What is Natural Language Inference?

NLI Intro

Natural Language Inference (NLI), also known as Recognizing Textual Entailment (RTE), is a key task in Natural Language Processing (NLP) that focuses on understanding the logical relationship between two sentences. Specifically, NLI involves determining whether a given hypothesis can be inferred from a premise. There are three possible outcomes for this task: entailment, where the hypothesis logically follows from the premise; contradiction, where the hypothesis is clearly false based on the premise; and neutral, where the hypothesis cannot be determined as either true or false based on the premise alone.

NLI Example

For example, consider the premise: "A man is playing the guitar." If the hypothesis is "A man is making music," the relationship is one of entailment, because playing a guitar typically results in making music. Conversely, if the hypothesis is "The man is sleeping," this would be a contradiction, since the premise clearly describes the man performing an action that requires him to be awake. Finally, if the hypothesis is "The man is in a band," this would be neutral, as playing the guitar doesn’t necessarily imply the man is part of a band, nor does it contradict that possibility.

NLI is crucial because it tests a model’s ability to perform deeper reasoning about language beyond simple word matching or shallow syntactic patterns. Models need to understand not only the meanings of individual words but also how different combinations of words change the meaning of a sentence. For instance, the premise "The cat is sitting on the mat" entails the hypothesis "There is a cat on the mat," but it does not entail "The cat is sitting under the mat", even though both sentences share similar words. The second hypothesis subtly shifts the focus, requiring a model to understand positional relationships.

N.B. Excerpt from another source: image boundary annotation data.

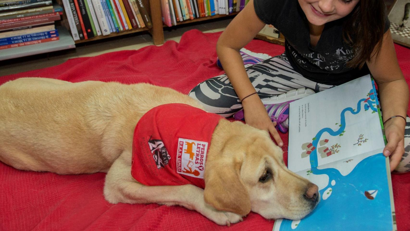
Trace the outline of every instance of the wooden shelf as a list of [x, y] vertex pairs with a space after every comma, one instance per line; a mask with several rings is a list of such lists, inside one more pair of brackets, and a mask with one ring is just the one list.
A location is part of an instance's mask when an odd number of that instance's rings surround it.
[[144, 28], [135, 28], [132, 29], [131, 30], [123, 30], [122, 31], [120, 31], [118, 32], [115, 32], [114, 33], [112, 33], [109, 34], [108, 34], [108, 35], [98, 35], [98, 36], [96, 36], [91, 39], [88, 39], [77, 40], [75, 42], [75, 44], [78, 44], [84, 42], [89, 42], [90, 41], [94, 41], [96, 40], [99, 40], [100, 39], [107, 39], [107, 38], [112, 38], [112, 37], [115, 37], [116, 36], [120, 36], [121, 35], [123, 35], [124, 34], [127, 34], [137, 33], [137, 32], [141, 32], [141, 31], [148, 31], [148, 29], [146, 27], [144, 27]]
[[280, 36], [279, 38], [274, 38], [271, 36], [268, 36], [263, 34], [258, 34], [255, 36], [255, 38], [267, 41], [272, 43], [279, 44], [281, 46], [285, 46], [285, 38], [282, 34], [280, 34]]

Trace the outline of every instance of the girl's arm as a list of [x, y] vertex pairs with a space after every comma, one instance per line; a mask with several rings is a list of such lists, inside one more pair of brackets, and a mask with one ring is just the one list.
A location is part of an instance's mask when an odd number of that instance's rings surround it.
[[[378, 87], [383, 121], [395, 115], [405, 118], [409, 102], [408, 87], [397, 62], [390, 30], [385, 33], [378, 55], [374, 56], [367, 63]], [[392, 171], [399, 165], [404, 153], [405, 124], [405, 120], [396, 117], [384, 125], [387, 144], [383, 153], [386, 156], [390, 156]]]
[[[256, 15], [253, 1], [248, 4], [227, 27], [216, 44], [216, 52], [223, 69], [240, 99], [255, 92], [248, 77], [239, 50], [248, 44], [265, 23]], [[257, 94], [242, 102], [246, 124], [269, 132], [279, 146], [283, 145], [277, 131]]]

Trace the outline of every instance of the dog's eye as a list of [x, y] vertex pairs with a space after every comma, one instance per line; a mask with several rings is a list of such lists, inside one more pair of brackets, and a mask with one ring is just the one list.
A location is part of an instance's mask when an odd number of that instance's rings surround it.
[[262, 176], [259, 178], [259, 182], [262, 183], [267, 181], [272, 177], [272, 173], [268, 170], [266, 170]]

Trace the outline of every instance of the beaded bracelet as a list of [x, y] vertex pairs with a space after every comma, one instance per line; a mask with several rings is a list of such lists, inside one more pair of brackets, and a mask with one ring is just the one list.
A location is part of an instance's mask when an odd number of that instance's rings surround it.
[[386, 121], [385, 121], [384, 122], [383, 122], [383, 124], [385, 124], [387, 123], [387, 121], [389, 121], [390, 119], [393, 119], [394, 118], [396, 118], [396, 117], [401, 117], [401, 118], [403, 118], [403, 119], [404, 120], [404, 121], [405, 122], [407, 122], [407, 121], [406, 121], [406, 118], [404, 118], [404, 117], [402, 117], [401, 116], [398, 116], [398, 116], [393, 116], [392, 117], [391, 117], [389, 118], [389, 119], [387, 119], [387, 120], [386, 120]]
[[248, 98], [248, 97], [250, 96], [251, 96], [251, 95], [254, 95], [254, 94], [256, 94], [256, 93], [257, 93], [257, 92], [253, 92], [253, 93], [252, 93], [252, 94], [251, 94], [250, 95], [248, 95], [248, 96], [245, 96], [245, 97], [244, 97], [244, 98], [242, 99], [242, 100], [241, 100], [241, 102], [243, 102], [243, 101], [244, 101], [244, 99], [245, 99], [246, 98]]

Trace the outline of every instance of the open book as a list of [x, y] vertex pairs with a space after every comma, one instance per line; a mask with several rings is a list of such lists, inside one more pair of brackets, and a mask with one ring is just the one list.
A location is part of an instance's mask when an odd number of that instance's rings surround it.
[[369, 75], [291, 103], [289, 169], [319, 187], [321, 201], [301, 220], [274, 231], [396, 230], [388, 158]]

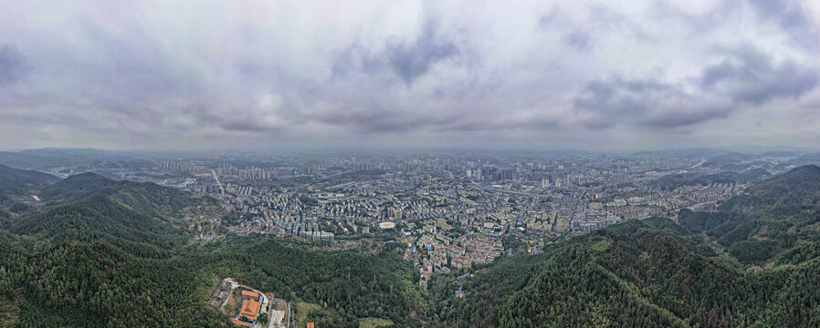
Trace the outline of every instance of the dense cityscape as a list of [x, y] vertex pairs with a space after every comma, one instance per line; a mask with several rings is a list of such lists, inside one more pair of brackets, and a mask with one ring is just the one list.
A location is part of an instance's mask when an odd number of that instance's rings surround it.
[[91, 169], [217, 199], [230, 214], [184, 218], [205, 241], [233, 234], [340, 241], [338, 247], [370, 238], [404, 242], [404, 258], [424, 284], [431, 274], [491, 262], [505, 251], [504, 238], [523, 242], [531, 254], [628, 220], [674, 216], [680, 209], [713, 211], [750, 182], [811, 160], [801, 155], [152, 155], [136, 167], [112, 160], [49, 171], [68, 177]]
[[820, 1], [0, 8], [0, 328], [820, 327]]

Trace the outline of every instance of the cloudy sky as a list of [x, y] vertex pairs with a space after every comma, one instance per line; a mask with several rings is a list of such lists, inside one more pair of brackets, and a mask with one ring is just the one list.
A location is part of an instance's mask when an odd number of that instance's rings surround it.
[[0, 7], [0, 149], [820, 145], [817, 1]]

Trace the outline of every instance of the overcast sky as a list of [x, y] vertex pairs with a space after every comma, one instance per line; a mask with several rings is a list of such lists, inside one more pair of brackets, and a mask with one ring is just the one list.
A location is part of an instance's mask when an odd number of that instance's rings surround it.
[[0, 149], [820, 145], [818, 1], [0, 7]]

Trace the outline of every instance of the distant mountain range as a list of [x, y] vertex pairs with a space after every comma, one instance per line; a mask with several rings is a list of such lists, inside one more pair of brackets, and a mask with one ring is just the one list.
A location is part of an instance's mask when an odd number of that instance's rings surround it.
[[[0, 167], [8, 190], [0, 326], [221, 327], [226, 317], [204, 300], [226, 275], [327, 303], [328, 326], [372, 316], [447, 327], [818, 326], [820, 168], [759, 177], [716, 212], [682, 210], [677, 221], [629, 220], [541, 254], [504, 254], [471, 276], [436, 275], [424, 292], [402, 245], [191, 244], [183, 213], [213, 200], [93, 173], [59, 180]], [[17, 203], [28, 208], [12, 211]]]

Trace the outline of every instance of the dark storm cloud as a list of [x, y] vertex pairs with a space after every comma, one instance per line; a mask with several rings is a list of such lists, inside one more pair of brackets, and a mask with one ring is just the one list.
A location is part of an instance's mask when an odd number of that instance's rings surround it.
[[592, 46], [592, 36], [589, 33], [577, 30], [565, 36], [566, 43], [578, 50], [588, 50]]
[[0, 147], [820, 138], [807, 0], [289, 1], [8, 6]]
[[615, 77], [587, 84], [574, 108], [590, 118], [591, 128], [616, 125], [675, 128], [725, 118], [731, 108], [685, 92], [678, 86], [657, 80]]
[[384, 67], [384, 58], [379, 58], [359, 43], [353, 43], [339, 52], [333, 59], [331, 72], [334, 77], [347, 77], [356, 72], [378, 74]]
[[457, 56], [458, 47], [439, 33], [436, 21], [430, 20], [415, 40], [390, 42], [385, 55], [394, 71], [411, 85], [436, 63]]
[[720, 64], [703, 70], [704, 89], [735, 101], [762, 104], [775, 97], [799, 97], [817, 86], [817, 69], [794, 61], [780, 65], [751, 47], [732, 50]]
[[0, 86], [20, 80], [28, 70], [26, 57], [16, 46], [0, 46]]

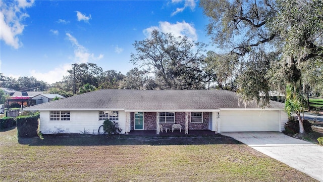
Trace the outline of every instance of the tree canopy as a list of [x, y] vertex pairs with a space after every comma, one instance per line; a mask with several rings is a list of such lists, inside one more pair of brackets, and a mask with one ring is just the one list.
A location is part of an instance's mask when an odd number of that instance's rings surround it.
[[301, 128], [304, 90], [323, 84], [319, 74], [311, 76], [322, 72], [322, 1], [202, 1], [200, 6], [209, 18], [213, 44], [240, 56], [242, 97], [266, 105], [270, 91], [287, 92], [287, 110], [297, 114]]
[[160, 89], [200, 89], [204, 87], [200, 63], [205, 45], [187, 37], [151, 32], [151, 37], [136, 41], [131, 62], [153, 74]]

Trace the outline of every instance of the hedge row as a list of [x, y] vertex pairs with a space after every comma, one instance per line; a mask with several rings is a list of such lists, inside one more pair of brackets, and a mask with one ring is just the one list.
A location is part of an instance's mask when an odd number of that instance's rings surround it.
[[37, 136], [39, 118], [39, 116], [17, 117], [16, 120], [18, 137]]
[[16, 120], [11, 117], [5, 117], [0, 119], [0, 129], [16, 126]]

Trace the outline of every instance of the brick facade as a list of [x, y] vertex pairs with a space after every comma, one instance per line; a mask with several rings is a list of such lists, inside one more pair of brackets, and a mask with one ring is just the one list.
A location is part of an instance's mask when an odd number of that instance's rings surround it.
[[[145, 112], [144, 113], [144, 130], [155, 130], [156, 112]], [[188, 113], [188, 129], [190, 130], [207, 130], [209, 129], [209, 112], [203, 113], [203, 123], [191, 123], [191, 113]], [[135, 123], [134, 113], [130, 113], [130, 130], [134, 129]], [[182, 129], [185, 129], [185, 112], [175, 112], [175, 123], [182, 125]], [[172, 128], [172, 125], [174, 123], [160, 123], [163, 128], [168, 127]]]

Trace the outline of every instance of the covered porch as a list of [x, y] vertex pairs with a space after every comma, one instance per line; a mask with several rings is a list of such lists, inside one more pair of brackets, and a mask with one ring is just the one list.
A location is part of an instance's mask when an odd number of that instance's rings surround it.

In more complex cases, NLI involves making inferences based on context and real-world knowledge. For instance, consider the premise "John left the house early to avoid traffic." If the hypothesis is "John is concerned about being late," the relationship would be entailment, as avoiding traffic usually implies concern about arriving on time, even though the premise does not explicitly state it. This requires models to have an understanding of common human motivations and behaviors, as well as the ability to perform reasoning beyond simple text matching.

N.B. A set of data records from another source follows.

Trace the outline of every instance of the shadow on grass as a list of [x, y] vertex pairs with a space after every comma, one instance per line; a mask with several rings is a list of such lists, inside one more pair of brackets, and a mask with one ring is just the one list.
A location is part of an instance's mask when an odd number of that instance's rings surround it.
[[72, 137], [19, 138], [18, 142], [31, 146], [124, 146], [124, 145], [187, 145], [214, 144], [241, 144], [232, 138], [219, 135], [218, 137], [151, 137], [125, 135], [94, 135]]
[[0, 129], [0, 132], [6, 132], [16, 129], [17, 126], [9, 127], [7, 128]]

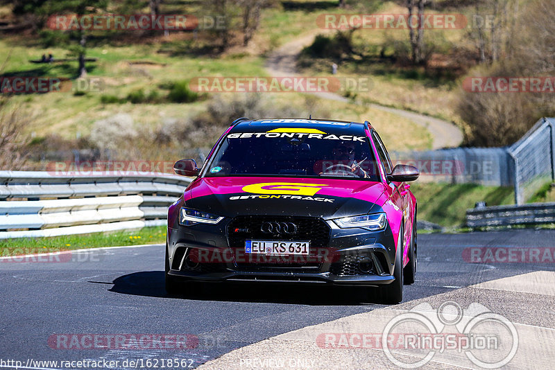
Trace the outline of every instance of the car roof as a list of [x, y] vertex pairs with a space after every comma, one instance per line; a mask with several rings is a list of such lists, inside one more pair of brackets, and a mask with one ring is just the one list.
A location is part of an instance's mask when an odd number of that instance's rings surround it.
[[372, 128], [372, 125], [366, 121], [350, 122], [348, 121], [320, 119], [320, 118], [262, 118], [248, 119], [238, 118], [232, 125], [232, 132], [250, 132], [253, 130], [271, 130], [276, 127], [304, 127], [334, 130], [343, 129], [348, 131], [364, 132], [366, 127]]

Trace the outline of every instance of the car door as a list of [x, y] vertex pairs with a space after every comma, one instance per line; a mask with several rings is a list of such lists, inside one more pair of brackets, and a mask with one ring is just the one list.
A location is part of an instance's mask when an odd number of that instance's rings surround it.
[[[372, 133], [373, 139], [374, 141], [376, 150], [377, 151], [378, 157], [379, 157], [379, 161], [382, 162], [384, 167], [384, 170], [386, 174], [391, 173], [393, 171], [393, 164], [389, 157], [384, 143], [379, 135], [375, 130]], [[406, 182], [387, 182], [388, 188], [391, 189], [389, 193], [389, 199], [393, 202], [400, 209], [402, 210], [404, 226], [404, 235], [403, 236], [403, 242], [406, 245], [408, 240], [407, 236], [410, 235], [411, 230], [412, 230], [411, 218], [408, 214], [410, 197], [408, 195], [408, 188], [410, 185]]]

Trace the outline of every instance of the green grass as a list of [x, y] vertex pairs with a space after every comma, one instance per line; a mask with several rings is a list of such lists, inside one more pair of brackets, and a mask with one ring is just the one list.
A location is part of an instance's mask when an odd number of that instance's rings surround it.
[[488, 206], [514, 204], [512, 187], [416, 183], [411, 190], [418, 202], [418, 219], [445, 227], [464, 225], [466, 210], [477, 202], [484, 201]]
[[555, 202], [555, 186], [549, 182], [545, 183], [528, 200], [528, 203]]
[[135, 231], [2, 240], [0, 240], [0, 256], [164, 243], [166, 227], [159, 226]]

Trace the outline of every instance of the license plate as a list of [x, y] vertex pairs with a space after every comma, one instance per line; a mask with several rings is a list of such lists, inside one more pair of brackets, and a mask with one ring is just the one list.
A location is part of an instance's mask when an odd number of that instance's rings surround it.
[[308, 256], [310, 242], [283, 240], [245, 240], [245, 253], [274, 256]]

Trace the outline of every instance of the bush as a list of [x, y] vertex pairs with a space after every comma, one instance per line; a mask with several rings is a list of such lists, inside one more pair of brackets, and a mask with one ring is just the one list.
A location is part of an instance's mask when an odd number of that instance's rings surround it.
[[353, 53], [352, 34], [355, 30], [337, 31], [332, 36], [318, 35], [302, 53], [314, 58], [331, 58], [341, 60]]
[[102, 104], [114, 104], [121, 103], [121, 100], [115, 95], [105, 94], [100, 97]]
[[137, 135], [131, 116], [119, 114], [94, 122], [90, 140], [101, 150], [117, 150], [133, 141]]
[[168, 100], [173, 103], [192, 103], [198, 100], [198, 98], [197, 93], [189, 89], [187, 81], [175, 82], [168, 94]]

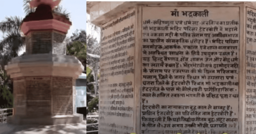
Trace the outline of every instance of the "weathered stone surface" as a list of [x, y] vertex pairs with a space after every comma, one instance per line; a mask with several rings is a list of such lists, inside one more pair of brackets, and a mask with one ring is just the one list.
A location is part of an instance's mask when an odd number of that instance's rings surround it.
[[[99, 133], [255, 133], [256, 3], [125, 2], [101, 7], [111, 3], [90, 3], [87, 11], [102, 29]], [[119, 57], [120, 42], [131, 47], [119, 25], [129, 27], [127, 20], [135, 28], [134, 49], [127, 51], [135, 54], [134, 97], [129, 100], [120, 86], [128, 79], [121, 62], [126, 55]], [[122, 77], [112, 77], [119, 72]], [[128, 106], [131, 118], [125, 116]]]

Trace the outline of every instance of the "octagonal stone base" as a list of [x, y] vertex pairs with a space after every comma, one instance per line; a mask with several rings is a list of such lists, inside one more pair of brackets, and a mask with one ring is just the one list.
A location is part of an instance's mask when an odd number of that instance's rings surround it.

In summary, NLI tasks go beyond the surface level of understanding language and require models to capture deeper semantic and logical relationships. They are used as benchmarks to test how well systems can handle inferential reasoning, and they have broad applications in improving the robustness and accuracy of various NLP tasks like question answering, machine translation, and dialogue systems.

A brief history

RTE

The modern development of NLI began with the launch of the Recognizing Textual Entailment (RTE) challenge [1], which started in 2004. This challenge was designed to standardize the evaluation of systems that could recognize entailment relationships between two pieces of text. It shifted the focus from rigid, logic-based systems toward practical, real-world language understanding.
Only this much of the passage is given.